Penny-pinching fashion shoppers just got a new influx of options.
Value retailer Big Lots augmented its apparel offerings with the addition of season-ready styles from both nationally known and private-label brands. Seizing on the casualization trend—even as dressing up takes off again—the discount chain on Tuesday said consumers shopping its 1,400+ stores in 47 states as well as online can discover fresh clothing from Reebok as well as apparel, accessories and footwear from One World, Como Vintage and Weekend Soul, a new private brand hawking trendy tops and dresses starting at $10.

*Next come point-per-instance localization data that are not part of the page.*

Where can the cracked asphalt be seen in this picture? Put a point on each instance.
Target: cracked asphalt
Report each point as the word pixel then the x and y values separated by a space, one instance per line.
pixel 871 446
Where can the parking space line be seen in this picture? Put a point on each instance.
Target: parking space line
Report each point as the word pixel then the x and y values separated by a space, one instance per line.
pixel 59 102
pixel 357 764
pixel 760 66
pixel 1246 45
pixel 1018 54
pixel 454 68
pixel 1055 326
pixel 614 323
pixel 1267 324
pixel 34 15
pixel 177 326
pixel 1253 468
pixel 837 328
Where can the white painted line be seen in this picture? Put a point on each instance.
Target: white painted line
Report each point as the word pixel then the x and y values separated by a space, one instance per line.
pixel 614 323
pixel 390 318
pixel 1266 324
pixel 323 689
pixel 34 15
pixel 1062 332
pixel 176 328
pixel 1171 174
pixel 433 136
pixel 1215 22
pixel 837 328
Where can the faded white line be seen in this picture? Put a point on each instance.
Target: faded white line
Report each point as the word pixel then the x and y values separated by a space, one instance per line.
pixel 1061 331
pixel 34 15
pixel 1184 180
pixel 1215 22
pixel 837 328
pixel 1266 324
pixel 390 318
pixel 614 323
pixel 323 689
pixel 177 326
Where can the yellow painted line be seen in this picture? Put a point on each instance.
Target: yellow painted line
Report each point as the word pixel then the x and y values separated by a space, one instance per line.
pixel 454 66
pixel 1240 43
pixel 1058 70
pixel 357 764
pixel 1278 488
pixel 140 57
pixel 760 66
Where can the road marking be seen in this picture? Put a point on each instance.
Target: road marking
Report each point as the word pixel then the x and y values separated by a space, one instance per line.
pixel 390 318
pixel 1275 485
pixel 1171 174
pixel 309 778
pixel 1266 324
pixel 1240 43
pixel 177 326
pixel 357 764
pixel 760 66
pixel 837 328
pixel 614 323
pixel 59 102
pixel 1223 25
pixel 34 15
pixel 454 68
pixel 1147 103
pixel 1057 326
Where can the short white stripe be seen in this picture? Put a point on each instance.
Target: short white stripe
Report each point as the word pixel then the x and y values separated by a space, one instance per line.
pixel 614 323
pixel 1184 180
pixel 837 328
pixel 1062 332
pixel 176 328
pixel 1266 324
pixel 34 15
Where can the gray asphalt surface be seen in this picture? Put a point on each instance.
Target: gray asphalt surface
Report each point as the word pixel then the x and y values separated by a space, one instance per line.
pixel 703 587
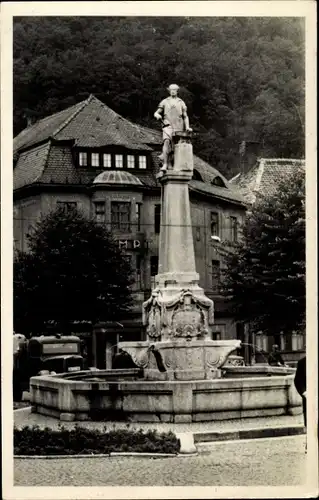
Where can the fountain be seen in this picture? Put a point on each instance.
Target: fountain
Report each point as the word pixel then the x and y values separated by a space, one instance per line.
pixel 178 316
pixel 182 367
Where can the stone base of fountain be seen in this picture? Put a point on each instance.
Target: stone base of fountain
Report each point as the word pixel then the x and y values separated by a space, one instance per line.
pixel 100 395
pixel 180 359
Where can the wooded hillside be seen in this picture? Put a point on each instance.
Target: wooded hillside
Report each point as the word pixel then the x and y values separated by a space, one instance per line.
pixel 242 78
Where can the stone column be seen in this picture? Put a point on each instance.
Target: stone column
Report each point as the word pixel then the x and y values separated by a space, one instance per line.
pixel 178 306
pixel 178 316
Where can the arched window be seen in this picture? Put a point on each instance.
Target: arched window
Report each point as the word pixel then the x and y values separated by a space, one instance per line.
pixel 218 181
pixel 197 176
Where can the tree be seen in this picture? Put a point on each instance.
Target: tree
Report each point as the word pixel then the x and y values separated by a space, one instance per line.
pixel 265 275
pixel 73 271
pixel 242 78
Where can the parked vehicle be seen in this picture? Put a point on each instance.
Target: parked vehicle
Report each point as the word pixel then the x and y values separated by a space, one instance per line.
pixel 44 354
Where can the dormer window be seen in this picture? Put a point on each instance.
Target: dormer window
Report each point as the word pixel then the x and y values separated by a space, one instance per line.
pixel 83 160
pixel 218 181
pixel 118 161
pixel 107 160
pixel 95 160
pixel 142 161
pixel 130 161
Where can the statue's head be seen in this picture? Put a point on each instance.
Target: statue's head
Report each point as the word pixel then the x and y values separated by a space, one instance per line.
pixel 173 89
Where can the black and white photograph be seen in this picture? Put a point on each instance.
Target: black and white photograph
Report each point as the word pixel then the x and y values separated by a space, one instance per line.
pixel 159 223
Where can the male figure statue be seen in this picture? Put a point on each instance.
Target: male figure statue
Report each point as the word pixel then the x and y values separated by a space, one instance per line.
pixel 172 112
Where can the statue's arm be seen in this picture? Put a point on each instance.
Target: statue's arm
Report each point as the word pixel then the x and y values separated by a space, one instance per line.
pixel 185 118
pixel 159 112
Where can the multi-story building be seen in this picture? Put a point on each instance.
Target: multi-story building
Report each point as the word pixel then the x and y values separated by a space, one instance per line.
pixel 89 157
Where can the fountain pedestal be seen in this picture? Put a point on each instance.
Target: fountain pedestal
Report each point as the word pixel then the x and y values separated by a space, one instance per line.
pixel 178 316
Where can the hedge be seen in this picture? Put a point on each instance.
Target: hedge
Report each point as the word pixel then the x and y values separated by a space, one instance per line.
pixel 83 441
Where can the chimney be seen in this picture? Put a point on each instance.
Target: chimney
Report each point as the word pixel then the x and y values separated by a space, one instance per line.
pixel 249 152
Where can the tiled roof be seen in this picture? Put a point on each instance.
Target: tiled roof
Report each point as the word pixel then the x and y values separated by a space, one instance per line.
pixel 91 124
pixel 263 178
pixel 45 128
pixel 60 168
pixel 30 166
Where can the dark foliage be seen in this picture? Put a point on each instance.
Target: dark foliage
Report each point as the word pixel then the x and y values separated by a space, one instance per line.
pixel 242 78
pixel 82 441
pixel 265 275
pixel 74 271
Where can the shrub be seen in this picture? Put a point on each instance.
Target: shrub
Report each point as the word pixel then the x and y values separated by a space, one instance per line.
pixel 79 440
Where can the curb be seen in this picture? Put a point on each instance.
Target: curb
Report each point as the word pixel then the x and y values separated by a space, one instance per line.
pixel 105 455
pixel 257 433
pixel 23 409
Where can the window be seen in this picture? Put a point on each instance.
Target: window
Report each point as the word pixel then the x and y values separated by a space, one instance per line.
pixel 95 160
pixel 99 211
pixel 121 216
pixel 233 229
pixel 118 161
pixel 154 269
pixel 107 160
pixel 138 216
pixel 67 206
pixel 130 161
pixel 142 161
pixel 157 218
pixel 214 224
pixel 215 275
pixel 83 160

Big Lots CEO Bruce Thorn described how quarantine has “changed the way we all approach getting dressed in the morning,” with consumers gravitating toward “comfortable” garments merging fashion and function. “We kept this top of mind when deciding to greatly expand our apparel assortment with new brands, styles and options for every customer,” he added.
The Reebok assortment spans hoodies, joggers, sweaters, athletic shorts, sports bras, T-shirts, with the Big Lots website advertising the athletic brand’s women’s core leggings for $4.50 alongside an unbranded “Professional Binge Watcher” tee on offer for $1.24. Kid’s styles encompass two-piece sets splashed with popular Disney and Marvel characters and priced at $9 and up.

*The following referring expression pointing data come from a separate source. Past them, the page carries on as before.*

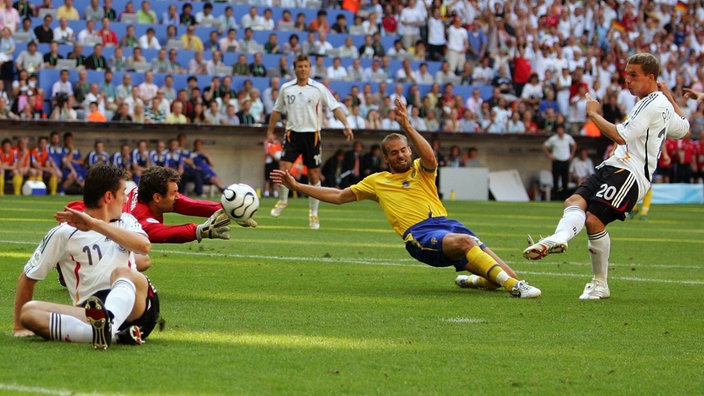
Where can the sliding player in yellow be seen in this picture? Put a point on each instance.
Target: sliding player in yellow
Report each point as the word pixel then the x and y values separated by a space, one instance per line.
pixel 408 196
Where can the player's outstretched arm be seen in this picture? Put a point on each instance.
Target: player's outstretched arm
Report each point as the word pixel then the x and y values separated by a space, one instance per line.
pixel 327 194
pixel 340 115
pixel 423 148
pixel 690 93
pixel 23 294
pixel 604 126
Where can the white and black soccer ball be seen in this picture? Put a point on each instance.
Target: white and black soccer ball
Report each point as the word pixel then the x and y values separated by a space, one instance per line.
pixel 240 201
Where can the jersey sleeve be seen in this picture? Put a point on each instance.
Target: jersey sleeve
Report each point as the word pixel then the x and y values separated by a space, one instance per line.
pixel 195 207
pixel 365 189
pixel 47 254
pixel 328 99
pixel 160 233
pixel 279 104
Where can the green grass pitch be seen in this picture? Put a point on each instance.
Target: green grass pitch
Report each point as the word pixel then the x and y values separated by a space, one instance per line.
pixel 285 310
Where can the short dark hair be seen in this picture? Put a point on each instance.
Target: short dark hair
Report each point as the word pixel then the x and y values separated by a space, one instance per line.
pixel 155 180
pixel 100 179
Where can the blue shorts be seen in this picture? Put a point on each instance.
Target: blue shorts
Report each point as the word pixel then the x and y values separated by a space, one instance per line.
pixel 424 241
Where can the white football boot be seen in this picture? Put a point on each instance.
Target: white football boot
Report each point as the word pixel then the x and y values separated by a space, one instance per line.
pixel 595 290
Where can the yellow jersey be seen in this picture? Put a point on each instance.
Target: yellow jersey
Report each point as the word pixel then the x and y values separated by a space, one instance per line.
pixel 406 198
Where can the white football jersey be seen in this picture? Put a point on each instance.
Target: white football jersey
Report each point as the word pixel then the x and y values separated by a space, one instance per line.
pixel 86 259
pixel 304 105
pixel 651 121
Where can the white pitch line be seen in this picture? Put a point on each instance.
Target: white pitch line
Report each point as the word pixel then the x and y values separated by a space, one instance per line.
pixel 414 264
pixel 44 391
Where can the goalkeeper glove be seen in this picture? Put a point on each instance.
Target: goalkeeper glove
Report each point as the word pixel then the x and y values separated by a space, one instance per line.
pixel 217 226
pixel 248 223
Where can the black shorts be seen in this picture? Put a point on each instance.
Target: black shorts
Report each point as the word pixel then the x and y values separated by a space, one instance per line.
pixel 149 318
pixel 268 168
pixel 302 143
pixel 610 193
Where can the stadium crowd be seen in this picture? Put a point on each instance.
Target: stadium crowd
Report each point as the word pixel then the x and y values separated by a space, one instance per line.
pixel 57 161
pixel 526 66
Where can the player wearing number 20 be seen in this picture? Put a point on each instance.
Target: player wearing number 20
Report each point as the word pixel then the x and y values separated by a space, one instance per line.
pixel 622 179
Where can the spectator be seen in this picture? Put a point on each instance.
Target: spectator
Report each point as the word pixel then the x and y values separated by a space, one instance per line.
pixel 560 148
pixel 581 167
pixel 122 114
pixel 108 11
pixel 44 32
pixel 229 43
pixel 136 57
pixel 149 40
pixel 186 18
pixel 206 18
pixel 257 68
pixel 170 16
pixel 86 35
pixel 68 11
pixel 191 41
pixel 227 20
pixel 320 23
pixel 63 33
pixel 96 61
pixel 108 35
pixel 252 20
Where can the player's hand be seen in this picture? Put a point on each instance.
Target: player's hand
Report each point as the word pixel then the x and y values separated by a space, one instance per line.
pixel 689 93
pixel 592 104
pixel 23 333
pixel 348 133
pixel 248 223
pixel 283 177
pixel 74 218
pixel 217 226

The new fashion expansion comes as the Columbus, Ohio-based retailer reported a record first quarter for the period ended May 1, with net income surging 92 percent to $94.6 million, or $2.62 a diluted share, from $49.3 million, or $1.26, on a 13 percent gain in net sales to $1.63 billion from $1.44 billion.
Thorn, who credited the results in part to the third round of stimulus checks dished out starting in March, noted double-digit digital growth in categories excluding food and consumables, underscoring online’s strength during nationwide restrictions.
Like others throughout the industry, Thorn told Wall Street analysts about Big Lots’ ongoing supply chain challenges. Chief financial officer Jonathan Ramsden said the company will “mitigate some supply chain pressures” by “accelerat[ing] some receipts into Q2 ahead of the peak inventory build period in Q3.”